Mastercard destaca el impacto de las remesas en Guatemala
Un estudio impulsado por Mastercard en alianza con CrossTech evidencia que las remesas no son solo dinero, sino una forma de cuidado que organiza la vida cotidiana de millones de hogares en Guatemala.
Fotos Prensa Libre: Fernanda Mérida.
En Guatemala, las remesas han evolucionado más allá de su función como transferencias económicas para convertirse en un elemento estructural dentro de los hogares. De acuerdo con el estudio “Remesas 2030: Confianza, inclusión y remesas”, desarrollado por Mastercard y CrossTech (una plataforma global para la industria de pagos transfronterizos que reúne a instituciones, fintechs e innovadores), estos flujos representan no solo una fuente de ingresos, sino un mecanismo de organización y sostenimiento del día a día.
Resultados
El impacto de las remesas en Guatemala es significativo. Actualmente, superan el 20% del Producto Interno Bruto (PIB) y llegan a aproximadamente 1.7 millones de hogares, lo que equivale a cerca del 40% de la población. Estas cifras reflejan su relevancia como uno de los principales soportes de estabilidad económica en el país.
Según el análisis conjunto, su uso responde principalmente a necesidades básicas como alimentación, salud, educación y servicios. En este contexto, las remesas no se consideran ingresos adicionales, sino recursos fundamentales para garantizar el funcionamiento del hogar.
Uso del dinero: entre la digitalización y el efectivo
El estudio también identifica una dinámica particular en el uso de las remesas.

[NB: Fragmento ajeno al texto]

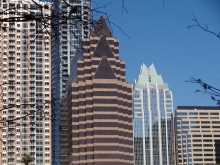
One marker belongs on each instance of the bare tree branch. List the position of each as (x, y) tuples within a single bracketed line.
[(207, 89), (203, 28)]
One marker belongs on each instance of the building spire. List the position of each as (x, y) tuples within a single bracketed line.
[(101, 28)]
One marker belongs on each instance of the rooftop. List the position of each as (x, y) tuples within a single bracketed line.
[(198, 107)]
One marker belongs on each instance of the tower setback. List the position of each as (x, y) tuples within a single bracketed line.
[(100, 104)]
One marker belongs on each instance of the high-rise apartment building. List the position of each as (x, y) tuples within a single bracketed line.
[(100, 104), (196, 135), (66, 39), (25, 78), (152, 108)]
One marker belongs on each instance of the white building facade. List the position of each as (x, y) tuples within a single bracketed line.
[(152, 108)]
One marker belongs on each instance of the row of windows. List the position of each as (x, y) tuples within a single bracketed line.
[(195, 113), (197, 126)]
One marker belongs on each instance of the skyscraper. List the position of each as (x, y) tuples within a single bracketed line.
[(196, 135), (25, 78), (68, 33), (100, 104), (152, 108)]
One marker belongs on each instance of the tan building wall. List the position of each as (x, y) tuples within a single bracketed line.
[(100, 105), (197, 135), (26, 86)]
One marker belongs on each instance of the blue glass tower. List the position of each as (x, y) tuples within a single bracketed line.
[(152, 108), (67, 37)]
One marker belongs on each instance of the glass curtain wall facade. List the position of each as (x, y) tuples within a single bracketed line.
[(67, 37), (152, 108)]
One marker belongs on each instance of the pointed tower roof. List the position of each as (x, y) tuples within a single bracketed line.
[(104, 70), (103, 49), (101, 28), (149, 75)]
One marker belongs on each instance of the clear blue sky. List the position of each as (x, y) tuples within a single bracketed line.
[(161, 36)]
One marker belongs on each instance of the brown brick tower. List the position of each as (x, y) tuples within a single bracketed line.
[(100, 104)]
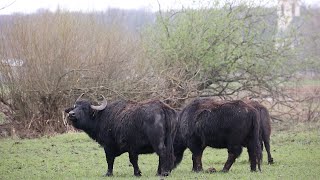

Aunque el envío se realiza cada vez más a través de canales digitales, entre el 70% y el 80% de los receptores en Centroamérica retira los fondos casi de inmediato, incluso cuando estos se depositan en cuentas o billeteras digitales.
Este comportamiento evidencia que la transición hacia el uso digital no depende únicamente del acceso a la tecnología. Factores como la confianza, los hábitos financieros y la aceptación de pagos digitales en comercios influyen de manera determinante. En este escenario, el efectivo continúa siendo percibido como una herramienta que brinda control y seguridad en la administración del dinero.
"Las remesas no solo conectan economías, sino que sostienen la vida cotidiana de millones de familias. El reto es lograr que ese flujo también se traduzca en mayores oportunidades dentro del sistema financiero",
Rodolfo Zavaleta, director Regional Cuentas de Mastercard.

De acceso financiero a uso efectivo
El estudio presentado plantea un cambio en el enfoque de la inclusión financiera. El reto ya no se centra exclusivamente en facilitar el acceso a servicios financieros, sino en comprender cómo se utilizan los recursos una vez que llegan a los hogares.
En este marco, se introduce el concepto de “retención digital”, que se refiere al tiempo que las remesas permanecen dentro del sistema financiero antes de convertirse en efectivo. Este indicador permite evaluar el nivel de integración del dinero en el ecosistema económico formal.
Un recurso orientado al cuidado del hogar
El estudio señala que la gestión de las remesas responde a una lógica distinta a la financiera tradicional. Su administración está orientada a cubrir necesidades inmediatas y garantizar el bienestar familiar, más que a la acumulación de recursos.
Esta característica explica por qué, incluso en contextos con acceso a herramientas digitales, el dinero suele retirarse rápidamente. La confianza en su uso se construye a partir de la experiencia cotidiana y de la necesidad de asegurar que los recursos cumplan su propósito dentro del hogar.

Oportunidades para la inclusión financiera
A pesar de que el 89% de los receptores utiliza las remesas principalmente para consumo y manutención, el estudio identifica oportunidades para ampliar su impacto. Cuando estos recursos logran mantenerse dentro del sistema financiero, pueden facilitar el acceso a productos como ahorro, crédito y servicios financieros formales.
Este proceso permitiría transformar el papel de las remesas, pasando de ser un mecanismo de respuesta inmediata a una herramienta que contribuya al desarrollo económico a largo plazo.
Mastercard, hacia una mayor integración
Tanto Mastercard como CrossTech coinciden en que el futuro de las remesas depende de su integración efectiva en la economía digital. Esto implica avanzar en aspectos como la interoperabilidad, la ampliación de la aceptación de pagos digitales y el desarrollo de soluciones alineadas con las necesidades reales de los usuarios.
Asimismo, destacan la importancia de fortalecer la educación financiera y generar confianza en el uso de herramientas digitales, con el fin de facilitar una transición más sostenible hacia modelos de inclusión financiera.
En este contexto, las remesas continúan siendo un elemento central en la vida económica de Guatemala. Su evolución, más allá del envío, representa una oportunidad para fortalecer la estabilidad de los hogares y ampliar las posibilidades de desarrollo en el país.